The amount of Inheritance Tax collected by HMRC hit more than £5 billion for the first time in 2018 - up 8% on the previous tax year and this trend looks set to continue. However, there are ways you can plan ahead to ensure your estate is as tax efficient as possible, as Calvin Healy explains.

Inheritance Tax revenue is on the rise and it’s affecting more people than ever before. This is hardly surprising given the increase in property values over the last decade, coupled with the fact that the standard nil rate band has remained static. The introduction of the main home nil rate band has begun to take effect, but unsurprisingly, does little to halt the increase in revenues.

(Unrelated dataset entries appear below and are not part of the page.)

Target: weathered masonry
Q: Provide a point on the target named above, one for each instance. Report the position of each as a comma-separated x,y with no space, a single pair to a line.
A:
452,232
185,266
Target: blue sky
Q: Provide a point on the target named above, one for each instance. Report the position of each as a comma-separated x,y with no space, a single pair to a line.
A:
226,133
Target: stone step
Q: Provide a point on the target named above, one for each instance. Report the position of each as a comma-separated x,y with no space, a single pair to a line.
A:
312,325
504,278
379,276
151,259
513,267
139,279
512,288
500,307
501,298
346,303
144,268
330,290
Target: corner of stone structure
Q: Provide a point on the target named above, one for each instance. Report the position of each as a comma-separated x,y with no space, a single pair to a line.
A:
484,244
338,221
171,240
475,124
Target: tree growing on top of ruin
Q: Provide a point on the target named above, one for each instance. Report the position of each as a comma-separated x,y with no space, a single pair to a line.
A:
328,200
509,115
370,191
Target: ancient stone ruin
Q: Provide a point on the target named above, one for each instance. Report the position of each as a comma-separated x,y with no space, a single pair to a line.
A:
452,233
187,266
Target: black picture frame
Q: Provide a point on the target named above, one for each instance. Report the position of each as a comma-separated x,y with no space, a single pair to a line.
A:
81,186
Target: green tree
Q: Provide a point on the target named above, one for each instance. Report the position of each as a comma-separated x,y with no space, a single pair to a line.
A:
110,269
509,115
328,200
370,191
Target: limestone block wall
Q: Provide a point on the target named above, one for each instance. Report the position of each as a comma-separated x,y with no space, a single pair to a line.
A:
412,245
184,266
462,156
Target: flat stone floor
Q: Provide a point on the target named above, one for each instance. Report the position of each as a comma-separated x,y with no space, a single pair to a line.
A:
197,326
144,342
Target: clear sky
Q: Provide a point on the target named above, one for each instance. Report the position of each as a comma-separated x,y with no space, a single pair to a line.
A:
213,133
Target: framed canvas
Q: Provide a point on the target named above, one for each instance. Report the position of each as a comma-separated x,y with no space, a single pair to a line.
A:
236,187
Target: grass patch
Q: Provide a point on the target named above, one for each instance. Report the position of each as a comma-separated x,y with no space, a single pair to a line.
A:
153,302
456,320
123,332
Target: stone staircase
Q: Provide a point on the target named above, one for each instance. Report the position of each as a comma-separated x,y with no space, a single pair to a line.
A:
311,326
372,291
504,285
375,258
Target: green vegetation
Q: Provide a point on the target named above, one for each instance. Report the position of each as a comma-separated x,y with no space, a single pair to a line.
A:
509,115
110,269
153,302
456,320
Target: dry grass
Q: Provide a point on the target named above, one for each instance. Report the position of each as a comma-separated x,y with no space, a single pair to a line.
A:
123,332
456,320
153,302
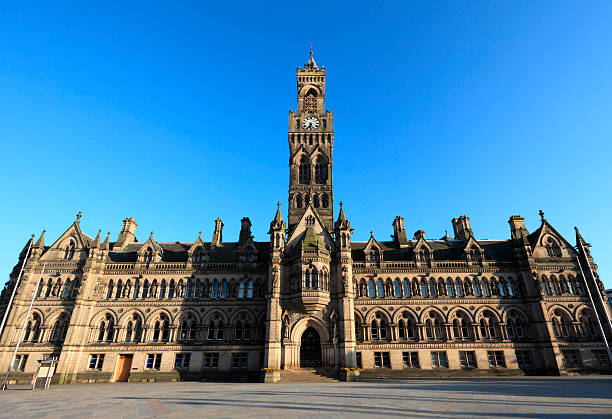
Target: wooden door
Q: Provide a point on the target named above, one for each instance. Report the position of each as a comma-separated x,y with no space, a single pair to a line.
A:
122,372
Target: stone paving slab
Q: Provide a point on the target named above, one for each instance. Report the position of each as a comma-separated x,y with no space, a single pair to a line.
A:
511,397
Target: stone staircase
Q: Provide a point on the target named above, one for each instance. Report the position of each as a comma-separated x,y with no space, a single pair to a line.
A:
310,375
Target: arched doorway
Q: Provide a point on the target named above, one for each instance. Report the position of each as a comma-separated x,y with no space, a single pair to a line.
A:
310,349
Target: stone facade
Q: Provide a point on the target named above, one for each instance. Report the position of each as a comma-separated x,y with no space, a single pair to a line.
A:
310,296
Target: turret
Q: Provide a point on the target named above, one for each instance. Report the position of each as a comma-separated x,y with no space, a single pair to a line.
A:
399,233
461,227
217,233
127,234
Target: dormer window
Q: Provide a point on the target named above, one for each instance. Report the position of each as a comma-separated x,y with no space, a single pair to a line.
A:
552,247
374,255
69,250
148,255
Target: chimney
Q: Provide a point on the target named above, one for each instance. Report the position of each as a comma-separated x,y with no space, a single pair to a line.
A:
461,227
218,233
127,233
419,234
517,227
399,233
245,230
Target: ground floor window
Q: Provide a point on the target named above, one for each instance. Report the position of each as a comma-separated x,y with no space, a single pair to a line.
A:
382,360
600,356
153,362
19,363
496,359
240,360
524,358
211,360
96,361
439,359
571,358
468,359
182,361
411,359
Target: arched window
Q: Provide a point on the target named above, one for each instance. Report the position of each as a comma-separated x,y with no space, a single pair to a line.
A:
458,287
406,288
552,247
423,288
215,328
224,289
320,170
315,278
371,289
380,288
379,327
58,334
165,325
109,290
69,250
198,291
171,289
137,329
325,201
145,289
136,289
250,288
119,289
304,174
485,288
398,288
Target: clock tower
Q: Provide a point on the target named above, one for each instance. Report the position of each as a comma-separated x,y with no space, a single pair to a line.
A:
311,144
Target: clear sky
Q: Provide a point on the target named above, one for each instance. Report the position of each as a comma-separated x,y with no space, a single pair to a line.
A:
176,113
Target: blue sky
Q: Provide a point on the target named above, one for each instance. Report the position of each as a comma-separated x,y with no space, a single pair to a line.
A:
175,113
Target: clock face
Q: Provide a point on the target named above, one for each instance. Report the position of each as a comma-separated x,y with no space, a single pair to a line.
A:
311,122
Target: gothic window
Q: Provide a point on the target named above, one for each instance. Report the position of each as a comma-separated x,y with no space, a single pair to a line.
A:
552,248
374,255
432,288
109,291
119,289
58,334
148,255
304,174
69,250
162,289
406,288
136,289
380,288
379,327
324,200
198,290
171,289
250,288
321,170
188,328
189,291
398,288
224,289
145,289
458,287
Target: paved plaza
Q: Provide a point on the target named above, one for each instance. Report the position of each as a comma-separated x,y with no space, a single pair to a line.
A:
548,397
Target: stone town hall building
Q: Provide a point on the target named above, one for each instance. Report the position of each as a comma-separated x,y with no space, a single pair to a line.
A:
310,296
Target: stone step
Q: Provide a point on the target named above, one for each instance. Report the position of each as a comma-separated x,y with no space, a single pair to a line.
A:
310,375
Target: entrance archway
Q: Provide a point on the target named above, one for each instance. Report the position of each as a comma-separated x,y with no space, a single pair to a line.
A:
310,349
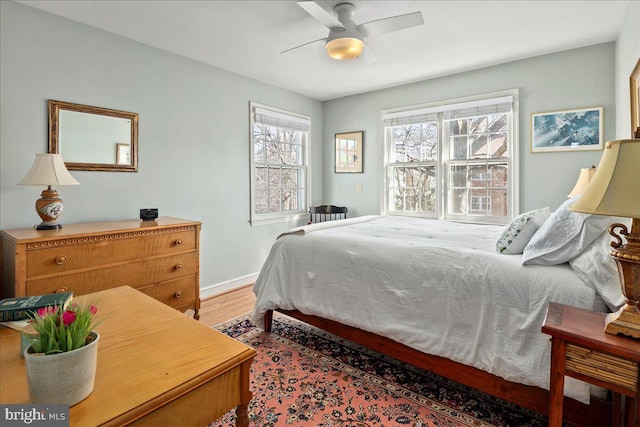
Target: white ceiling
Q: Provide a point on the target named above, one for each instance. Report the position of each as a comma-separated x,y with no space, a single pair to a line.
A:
246,37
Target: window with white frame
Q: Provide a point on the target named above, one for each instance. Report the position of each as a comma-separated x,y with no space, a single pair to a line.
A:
278,164
455,160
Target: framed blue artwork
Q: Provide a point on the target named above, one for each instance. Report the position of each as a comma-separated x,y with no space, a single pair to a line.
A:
567,130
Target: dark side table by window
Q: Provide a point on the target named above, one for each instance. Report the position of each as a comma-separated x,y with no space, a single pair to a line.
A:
581,349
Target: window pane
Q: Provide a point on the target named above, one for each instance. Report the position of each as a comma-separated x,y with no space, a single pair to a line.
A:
498,123
498,145
458,201
498,200
498,176
459,176
459,147
477,145
478,124
274,199
271,146
415,143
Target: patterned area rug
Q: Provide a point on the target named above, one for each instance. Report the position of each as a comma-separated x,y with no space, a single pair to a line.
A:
303,376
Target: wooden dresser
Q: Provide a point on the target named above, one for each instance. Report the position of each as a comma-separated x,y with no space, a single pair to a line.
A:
160,258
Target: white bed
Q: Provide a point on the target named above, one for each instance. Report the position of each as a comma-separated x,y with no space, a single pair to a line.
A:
438,287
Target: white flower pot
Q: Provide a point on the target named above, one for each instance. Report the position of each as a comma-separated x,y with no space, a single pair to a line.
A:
65,378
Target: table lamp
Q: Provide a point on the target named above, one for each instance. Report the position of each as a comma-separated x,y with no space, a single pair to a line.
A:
48,169
586,174
615,191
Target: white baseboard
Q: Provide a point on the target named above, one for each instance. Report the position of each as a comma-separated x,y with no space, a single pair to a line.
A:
229,285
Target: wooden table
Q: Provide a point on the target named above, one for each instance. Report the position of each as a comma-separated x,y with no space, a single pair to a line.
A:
156,366
581,349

In view of this, it’s important to consider your position and plan ahead to ensure that your estate is as efficient as it can be for protecting and passing wealth to future generations.

Here are our top five tips:

1. Make sure you utilise nil rate bands fully

Careful planning is required around the availability of the standard nil rate band and the main residence nil rate band. The structure of the legislation, particularly around transferability of unused bands and the additional main residence nil rate band, is complex and therefore, it is essential to seek advice to ensure valuable allowances are not lost.

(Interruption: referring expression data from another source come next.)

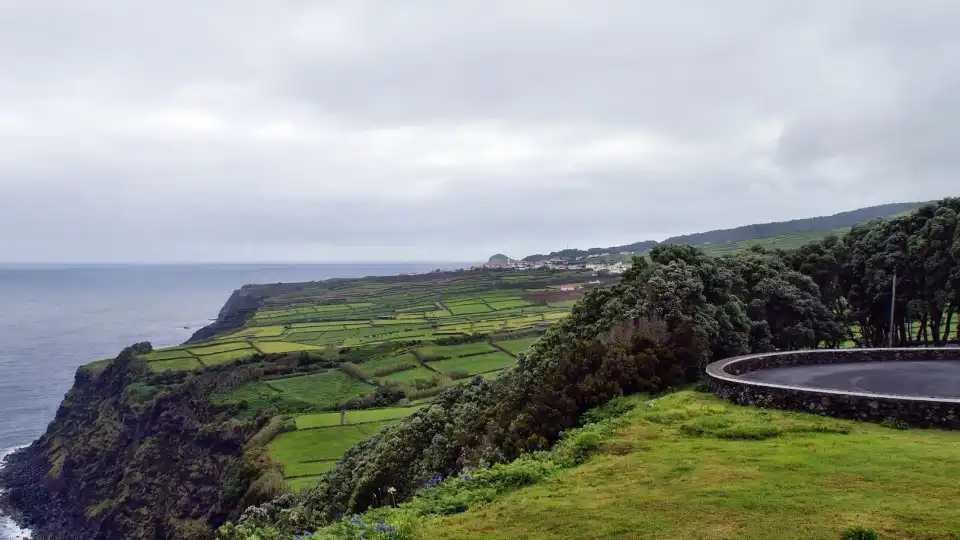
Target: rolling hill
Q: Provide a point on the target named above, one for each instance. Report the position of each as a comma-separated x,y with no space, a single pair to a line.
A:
778,234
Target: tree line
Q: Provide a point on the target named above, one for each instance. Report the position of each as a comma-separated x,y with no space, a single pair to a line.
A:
657,328
855,276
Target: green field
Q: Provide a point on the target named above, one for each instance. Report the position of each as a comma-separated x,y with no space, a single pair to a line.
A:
468,309
453,351
474,365
410,375
689,465
168,354
307,453
325,390
282,346
358,313
227,356
307,421
516,346
176,364
507,304
220,348
370,368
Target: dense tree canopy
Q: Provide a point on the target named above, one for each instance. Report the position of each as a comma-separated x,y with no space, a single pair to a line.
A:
855,276
657,328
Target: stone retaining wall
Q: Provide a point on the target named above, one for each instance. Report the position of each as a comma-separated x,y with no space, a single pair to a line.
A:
922,412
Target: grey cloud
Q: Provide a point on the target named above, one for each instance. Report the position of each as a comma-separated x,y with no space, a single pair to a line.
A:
446,130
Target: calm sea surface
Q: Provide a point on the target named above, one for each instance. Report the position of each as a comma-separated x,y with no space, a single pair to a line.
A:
53,319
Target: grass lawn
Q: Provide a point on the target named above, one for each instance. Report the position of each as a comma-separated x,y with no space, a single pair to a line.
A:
453,351
219,348
227,356
686,467
325,389
306,421
369,368
507,304
313,444
313,451
297,485
283,346
410,375
517,346
467,309
176,364
475,364
167,354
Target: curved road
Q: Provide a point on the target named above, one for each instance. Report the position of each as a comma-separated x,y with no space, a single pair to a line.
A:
940,379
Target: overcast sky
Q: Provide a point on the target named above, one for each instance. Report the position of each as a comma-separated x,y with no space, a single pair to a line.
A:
234,130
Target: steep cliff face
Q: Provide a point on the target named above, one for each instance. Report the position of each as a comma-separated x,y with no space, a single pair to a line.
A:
239,307
130,455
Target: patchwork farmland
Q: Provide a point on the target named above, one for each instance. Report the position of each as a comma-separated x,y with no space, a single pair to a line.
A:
375,349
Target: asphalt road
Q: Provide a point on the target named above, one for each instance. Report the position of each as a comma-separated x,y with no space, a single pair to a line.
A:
920,379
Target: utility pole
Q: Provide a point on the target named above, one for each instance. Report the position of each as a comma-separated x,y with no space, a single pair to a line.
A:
893,299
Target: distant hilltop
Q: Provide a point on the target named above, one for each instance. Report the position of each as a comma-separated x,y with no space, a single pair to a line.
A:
773,235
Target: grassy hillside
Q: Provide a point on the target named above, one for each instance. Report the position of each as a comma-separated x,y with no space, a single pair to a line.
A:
368,344
689,465
777,228
789,234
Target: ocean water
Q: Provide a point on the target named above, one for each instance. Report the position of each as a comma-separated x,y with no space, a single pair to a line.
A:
54,319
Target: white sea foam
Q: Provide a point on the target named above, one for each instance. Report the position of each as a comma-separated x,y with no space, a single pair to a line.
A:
8,529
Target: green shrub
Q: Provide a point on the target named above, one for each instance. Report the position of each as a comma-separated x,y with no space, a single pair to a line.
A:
616,407
859,533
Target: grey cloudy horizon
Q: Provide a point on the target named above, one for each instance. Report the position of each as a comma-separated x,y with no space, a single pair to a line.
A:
434,130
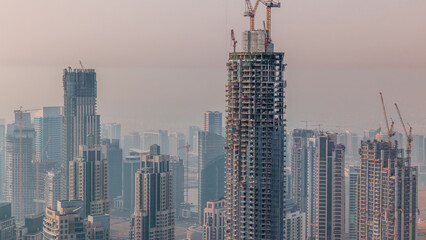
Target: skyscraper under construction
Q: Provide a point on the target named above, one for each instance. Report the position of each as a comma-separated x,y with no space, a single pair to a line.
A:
255,142
80,118
387,193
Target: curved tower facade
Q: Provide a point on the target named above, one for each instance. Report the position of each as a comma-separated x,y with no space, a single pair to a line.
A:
255,140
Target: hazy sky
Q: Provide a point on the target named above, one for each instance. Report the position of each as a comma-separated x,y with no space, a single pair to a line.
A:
160,64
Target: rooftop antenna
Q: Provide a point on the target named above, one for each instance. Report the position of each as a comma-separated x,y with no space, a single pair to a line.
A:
234,42
269,5
251,12
81,64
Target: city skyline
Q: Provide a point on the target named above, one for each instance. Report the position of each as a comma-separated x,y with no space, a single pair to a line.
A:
255,119
360,42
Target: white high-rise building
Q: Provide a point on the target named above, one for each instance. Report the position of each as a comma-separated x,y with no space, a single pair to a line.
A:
295,226
89,180
330,188
52,188
20,174
214,220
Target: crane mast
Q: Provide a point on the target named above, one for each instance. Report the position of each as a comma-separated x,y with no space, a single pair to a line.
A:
269,5
391,129
251,12
408,135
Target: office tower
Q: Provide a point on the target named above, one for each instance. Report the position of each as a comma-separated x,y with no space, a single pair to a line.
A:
38,140
52,188
330,189
150,138
98,227
211,175
355,143
51,147
178,171
398,137
214,220
417,149
131,140
89,179
32,229
131,164
153,217
177,144
80,118
294,222
288,183
353,196
7,222
372,134
213,122
181,143
255,140
42,170
194,232
114,156
20,174
163,141
65,222
193,138
2,160
301,166
387,193
111,131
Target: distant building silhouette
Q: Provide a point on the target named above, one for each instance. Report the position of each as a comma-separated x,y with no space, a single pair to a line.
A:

2. Making use of available exemptions

The most straightforward and simple way to plan for Inheritance Tax is to make use of the available exemptions. The following gifts can be made free of Inheritance Tax:

  • Small gifts to the same person up to £250 in any tax year. These can be made to as many people as you wish.
  • Gifts in consideration of marriage or civil partnership. The exemption limits are £5,000 made by a parent, £2,500 by a grandparent and £1,000 by anyone else.
  • The first £3,000 of gifts made in any tax year. This is known as the Annual Allowance and there is an added element in that any unused allowance from the previous tax year can be added to your allowance for the current year, resulting in a £6,000 exemption.

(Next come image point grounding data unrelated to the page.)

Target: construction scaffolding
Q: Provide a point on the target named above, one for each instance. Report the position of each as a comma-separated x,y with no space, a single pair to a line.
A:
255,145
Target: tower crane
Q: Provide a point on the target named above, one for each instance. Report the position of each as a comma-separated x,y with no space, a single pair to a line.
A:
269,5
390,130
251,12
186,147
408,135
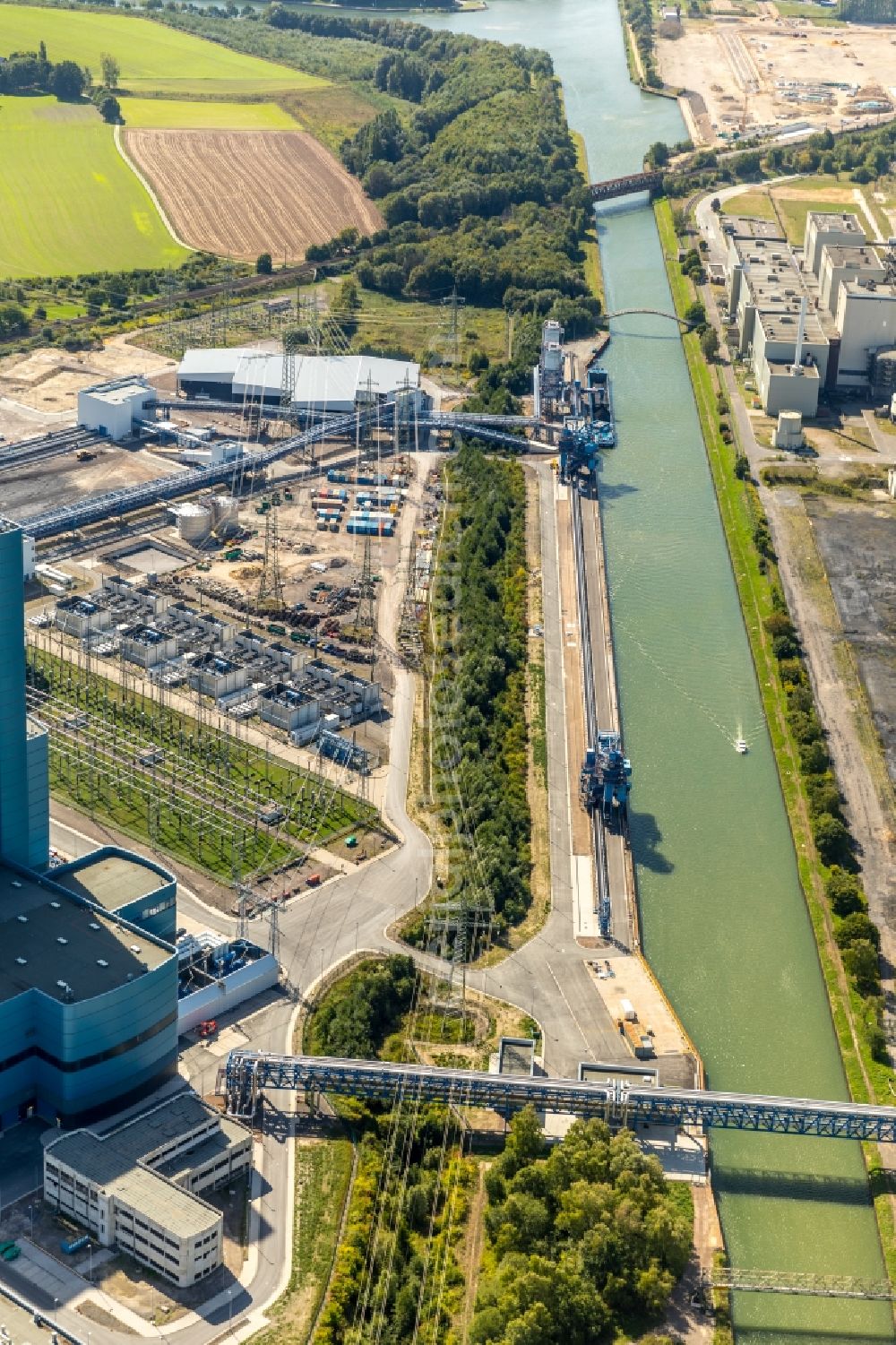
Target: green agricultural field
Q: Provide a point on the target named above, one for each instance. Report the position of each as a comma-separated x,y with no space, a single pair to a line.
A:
151,56
69,202
185,115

3. Make gifts out of surplus income

Gifts out of income can be made free of Inheritance Tax. To qualify, the gift must be part of your normal expenditure and, taking one year with another, made from surplus income so that your current standard of living is maintained. Records should be kept in support of any claim.

4. Ensure your business and its assets qualify for business property relief

Business property relief can automatically exempt (or partially exempt) the value of your own business or value of business assets you own when you die.

As the relief is very generous, it is an area that is scrutinised constantly by HMRC. The legislation is complex and detailed conditions apply. Therefore, it is highly recommended that your business and business assets are reviewed to ensure they are structured efficiently for Inheritance Tax purposes.

5. Use of Trusts

Finally, the use of Trusts can be an efficient way to protect and control family assets and, if planned properly, can also be efficient for Inheritance Tax purposes.